I was told that this would give me the "fake" inteldrmfb which is the one I should use?

The same config works flawless in 2.6.34, any ideas welcome.

The X11 guy told me I shouldn't use uvesafb or vesafb anymore. I could live without framebuffer, since it's my laptop and would mostly (if not always) run X anyway.

So my next plan is to remove all framebuffer support from the kernel and just use the xf86-drivers-intel for xorg.

----------

## idella4

disi

ok. where are you at with this?  You have already some responses from the devs I think in your bug submission

 *Quote:*   

> 
> 
> Don't use fbdev, this Xorg driver isn't supported on top of inteldrmfb.
> 
> Please try with xf86-video-intel instead.
> ...

 

 *Quote:*   

> 
> 
> So my next plan is to remove all framebuffer support from the kernel and just use the xf86-drivers-intel for xorg
> 
> 

 

What are you asking from us without second guessing an established bug report in bugzilla?

----------

## cach0rr0

 *disi wrote:*   

> 
> 
> So my next plan is to remove all framebuffer support from the kernel and just use the xf86-drivers-intel for xorg.

 

good plan actually. Last I heard (which, granted, was a while ago) KMS+FB == fail. I have no specifics here, I'm simply regurgitating something someone else said at some point.

----------

## disi

My internet was down yesterday   :Embarassed:   :Rolling Eyes:   :Confused:   :Evil or Very Mad: 

I managed to build the kernel without framebuffer, KMS or any graphics driver. The problem is gone on console now and I couldn't test X because of the missing 770kb tarball for xf86-drivers-intel.

So I guess that's the way to go...

I cannot believe that I am/was the only one using the intel[drm]fb on this graphics chip, which apparently doesn't work in 2.6.35 any more  :Smile: 

//edit: also shouldn't the problem be fixed on console first before I start thinking about which Xorg driver to use? The code is in the kernel and doesn't work for me, so I file a bug report?

----------

## cach0rr0

KMS *without* framebuffer has seemed to work fine for me on a trio of Intel GM45's 

early days KMS was shite, but as of about...2.6.32? It settled down and was fine.
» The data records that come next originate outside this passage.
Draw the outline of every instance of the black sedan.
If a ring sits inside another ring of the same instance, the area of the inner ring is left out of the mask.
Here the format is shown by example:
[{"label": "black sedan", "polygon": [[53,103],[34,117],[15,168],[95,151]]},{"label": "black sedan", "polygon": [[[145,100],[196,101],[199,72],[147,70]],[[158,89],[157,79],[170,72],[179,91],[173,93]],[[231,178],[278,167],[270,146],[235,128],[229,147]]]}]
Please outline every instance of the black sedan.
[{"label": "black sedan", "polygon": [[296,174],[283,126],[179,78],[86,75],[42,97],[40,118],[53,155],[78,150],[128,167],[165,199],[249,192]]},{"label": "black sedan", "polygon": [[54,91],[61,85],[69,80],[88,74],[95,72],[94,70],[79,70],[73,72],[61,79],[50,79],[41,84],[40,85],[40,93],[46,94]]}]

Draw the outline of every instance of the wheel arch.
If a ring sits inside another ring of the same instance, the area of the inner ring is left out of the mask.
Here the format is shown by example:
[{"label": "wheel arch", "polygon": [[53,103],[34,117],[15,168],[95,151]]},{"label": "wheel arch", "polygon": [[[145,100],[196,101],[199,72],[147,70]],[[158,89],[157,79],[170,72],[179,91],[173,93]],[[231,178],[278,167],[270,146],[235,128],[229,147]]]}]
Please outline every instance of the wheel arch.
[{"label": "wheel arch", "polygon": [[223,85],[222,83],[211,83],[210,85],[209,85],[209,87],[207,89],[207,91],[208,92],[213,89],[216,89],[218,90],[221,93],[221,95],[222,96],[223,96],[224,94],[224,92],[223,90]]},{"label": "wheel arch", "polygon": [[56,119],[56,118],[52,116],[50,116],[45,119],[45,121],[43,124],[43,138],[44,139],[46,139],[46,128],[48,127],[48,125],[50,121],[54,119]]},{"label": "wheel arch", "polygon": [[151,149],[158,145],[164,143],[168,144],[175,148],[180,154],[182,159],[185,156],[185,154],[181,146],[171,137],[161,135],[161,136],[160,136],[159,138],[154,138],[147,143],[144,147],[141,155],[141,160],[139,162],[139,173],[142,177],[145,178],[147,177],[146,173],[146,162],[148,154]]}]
Adding FB to the mix made for fail.

----------

## wuzzerd

My solution was to upgrade to 2.6.36.  Much patching was done to the i915 drivers in this version.

----------

## disi

 *wuzzerd wrote:*   

> My solution was to upgrade to 2.6.36.  Much patching was done to the i915 drivers in this version.

 

That sounds like another possibility...

----------